The silence of the place was awe-inspiring after the comparative gaiety of life upon the plains. Never a singing bird came to the forest; the snakes that climbed and clung could hang motionless for hours, and more than once Maami passed a very old elephant standing up against some tree trunk as stiffly and silently as though carved in wood by some cunning sculptor. Happily, there were consolations to make amends for the darkness and solitude. The ticks and hard-biting insects, that could thrive so well upon the plains, succumbed to the cold damp air of the high ground, and within a week Maami and his mother were free from pain and annoyance. Then, again, food was plentiful for the Mother Giraffe, and there was plenty of milk for Maami. On the plains the giraffe had often been driven to the mimosa wood, or even farther afield, in search of succulent branches and tree tops; here the meals were waiting to be eaten at every hour of the day. Giraffes have a certain contempt for the ground; they will not bend their long necks to the earth.
Living, they stand with heads erect; dying, they preserve their stately carriage until the last. Only when moving rapidly will they bend head and neck to the body level. Though the plains might have held much nourishing food the giraffes never condescended to seek it; they looked to the tree tops for their fare.
Mother and son stayed in the depths of the high forest during the dry season, and the elder giraffe seldom left her son. He could follow her when she searched for food, and it was only on the rare occasions when she needed water that she left him for a time, and went down by night towards the plains, where a pool well known to her survived the scorching heat. A few minutes there would suffice the giraffe for some days; indeed, if she found leaves that retained their moisture at all, a weekly journey to the pool would suffice for all her wants.
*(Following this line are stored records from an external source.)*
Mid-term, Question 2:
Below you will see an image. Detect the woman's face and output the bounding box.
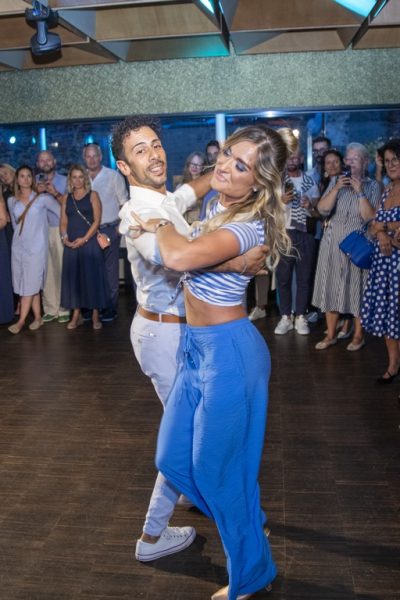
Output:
[189,154,204,179]
[17,169,33,190]
[211,141,257,204]
[0,167,14,185]
[324,154,342,177]
[344,148,366,178]
[383,150,400,181]
[71,169,85,190]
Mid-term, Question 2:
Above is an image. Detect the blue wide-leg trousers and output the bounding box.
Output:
[156,318,276,600]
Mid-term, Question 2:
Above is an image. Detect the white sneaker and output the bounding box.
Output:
[176,494,194,508]
[249,306,267,321]
[135,527,196,562]
[274,315,293,335]
[294,315,310,335]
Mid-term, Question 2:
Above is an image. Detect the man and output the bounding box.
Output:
[36,150,69,323]
[83,143,128,322]
[307,135,331,185]
[112,116,265,561]
[275,150,319,335]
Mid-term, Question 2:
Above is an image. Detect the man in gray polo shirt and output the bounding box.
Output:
[83,143,128,321]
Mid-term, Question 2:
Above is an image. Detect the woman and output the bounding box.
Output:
[181,151,207,225]
[312,142,380,352]
[60,165,109,330]
[319,148,354,340]
[361,139,400,384]
[0,163,15,248]
[8,165,60,334]
[135,126,297,600]
[319,148,344,197]
[0,197,14,324]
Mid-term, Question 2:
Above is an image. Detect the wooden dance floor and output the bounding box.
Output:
[0,295,400,600]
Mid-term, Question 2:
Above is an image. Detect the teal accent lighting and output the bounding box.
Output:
[335,0,376,17]
[200,0,214,14]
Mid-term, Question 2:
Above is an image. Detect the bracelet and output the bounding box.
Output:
[154,219,172,233]
[239,254,247,275]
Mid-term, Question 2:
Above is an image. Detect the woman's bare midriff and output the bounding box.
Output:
[185,289,247,327]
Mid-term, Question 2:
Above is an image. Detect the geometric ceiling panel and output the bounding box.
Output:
[0,0,394,71]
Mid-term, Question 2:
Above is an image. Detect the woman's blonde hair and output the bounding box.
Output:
[194,124,298,265]
[67,164,92,193]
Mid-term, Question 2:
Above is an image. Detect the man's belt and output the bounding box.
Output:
[99,219,119,229]
[137,306,186,323]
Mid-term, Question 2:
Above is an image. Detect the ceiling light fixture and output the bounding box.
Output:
[335,0,376,17]
[200,0,215,14]
[25,0,61,56]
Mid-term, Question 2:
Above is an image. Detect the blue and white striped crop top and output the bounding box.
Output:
[184,207,265,306]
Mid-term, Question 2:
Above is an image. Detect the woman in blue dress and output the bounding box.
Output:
[361,139,400,384]
[60,165,109,329]
[135,125,297,600]
[8,165,60,334]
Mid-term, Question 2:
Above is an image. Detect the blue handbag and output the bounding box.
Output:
[339,223,375,269]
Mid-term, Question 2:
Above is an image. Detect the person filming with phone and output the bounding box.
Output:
[312,142,380,352]
[36,150,69,323]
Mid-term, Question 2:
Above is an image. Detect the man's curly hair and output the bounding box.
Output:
[111,115,161,160]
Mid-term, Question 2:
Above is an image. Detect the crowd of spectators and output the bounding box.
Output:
[0,135,400,390]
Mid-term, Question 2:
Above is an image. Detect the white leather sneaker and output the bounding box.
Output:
[135,527,196,562]
[294,315,310,335]
[274,315,293,335]
[249,306,267,321]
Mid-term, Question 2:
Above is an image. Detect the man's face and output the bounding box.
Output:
[117,126,167,191]
[36,152,56,173]
[286,152,303,173]
[83,145,103,171]
[207,146,219,165]
[313,142,329,165]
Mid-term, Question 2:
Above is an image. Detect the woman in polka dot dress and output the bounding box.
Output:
[361,139,400,383]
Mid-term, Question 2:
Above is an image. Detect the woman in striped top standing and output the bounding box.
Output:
[135,125,297,600]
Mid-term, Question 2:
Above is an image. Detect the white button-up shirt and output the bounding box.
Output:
[119,184,196,316]
[91,167,128,225]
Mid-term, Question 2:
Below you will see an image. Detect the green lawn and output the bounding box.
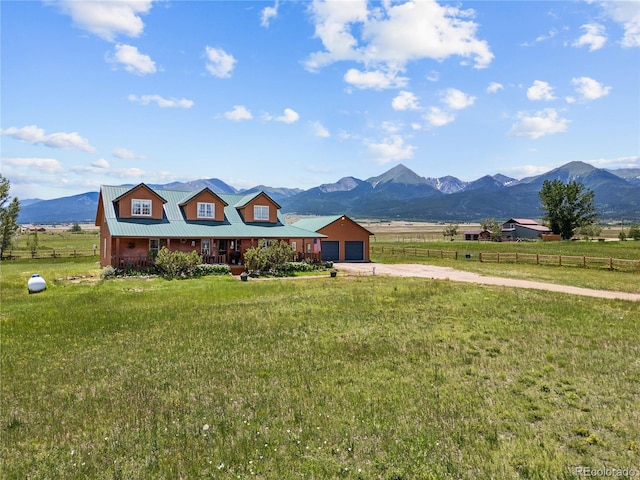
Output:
[0,259,640,479]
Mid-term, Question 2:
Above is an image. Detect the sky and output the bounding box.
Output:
[0,0,640,199]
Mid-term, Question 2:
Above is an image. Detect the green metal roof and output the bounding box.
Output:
[292,215,373,235]
[100,186,325,239]
[293,215,342,232]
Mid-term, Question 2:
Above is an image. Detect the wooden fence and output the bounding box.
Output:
[2,248,100,260]
[370,246,640,272]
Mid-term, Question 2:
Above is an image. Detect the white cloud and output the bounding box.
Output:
[344,68,408,90]
[527,80,556,101]
[367,135,416,165]
[391,90,420,110]
[112,148,145,160]
[599,0,640,48]
[487,82,504,93]
[127,94,193,108]
[305,0,493,88]
[571,77,611,100]
[264,108,300,124]
[91,158,109,168]
[0,125,96,153]
[2,158,63,173]
[224,105,253,122]
[509,108,569,140]
[424,107,456,127]
[572,23,607,52]
[54,0,153,42]
[260,0,278,28]
[107,44,157,75]
[441,88,476,110]
[205,46,236,78]
[311,122,331,138]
Only when the rains returned the two giraffes made their way hastily to the scorched plains. There could be no delay, because the dry beds of the rivers would become impassable when the rain had fallen for a few days, and many beasts would be cut off from the plains, or compelled to travel for miles through dangerous country in order to find a ford.
The scorched vegetation made way, as though by magic, for a new, green carpet, that rose hour by hour; great flocks of birds and beasts returned from the far corners whither the drought had driven them; and to the giraffes, so long pent up in the dark forest, the change was a delightful one. Maami was big enough now to look out over the advancing greenery, young enough to frisk and play, shaking his neck and whisking his tail as his mother did, and unfortunate enough to attract the attention of a jackal who chanced to be prowling about, and at once set off to the lair of his master the lion, bearing glad tidings of fresh meat. The lion was hungry, so hungry, indeed, that the jackal would not approach too close to the lair, preferring to howl without it. As soon as the lion stirred the jackal slipped away to the side, and followed at a respectful distance.
At first the lion moved in the direction of another lair, to summon two of his tribe to join him; but they were feasting on an eland bull many miles away, and he was forced to proceed alone. He moved stealthily up wind in the direction of the giraffes' resting-place; but there were birds on every bush, and they gave the alarm, so that when the huge, tawny beast was within forty or fifty feet of his goal he saw the Mother Giraffe watching and waiting for him. He paused, and lashed his flanks with his tail, uttering a horrible challenge, at which Maami nearly died of fright; but the Mother Giraffe, in no wise alarmed, whisked her own tail by way of reply, twisted her long neck in many strange ways, planted her feet firmly on the ground and waited for the attack. With a quick succession of leaps the lion hurled himself at his prey, but as he came full at the giraffe she lashed out with her heavy feet.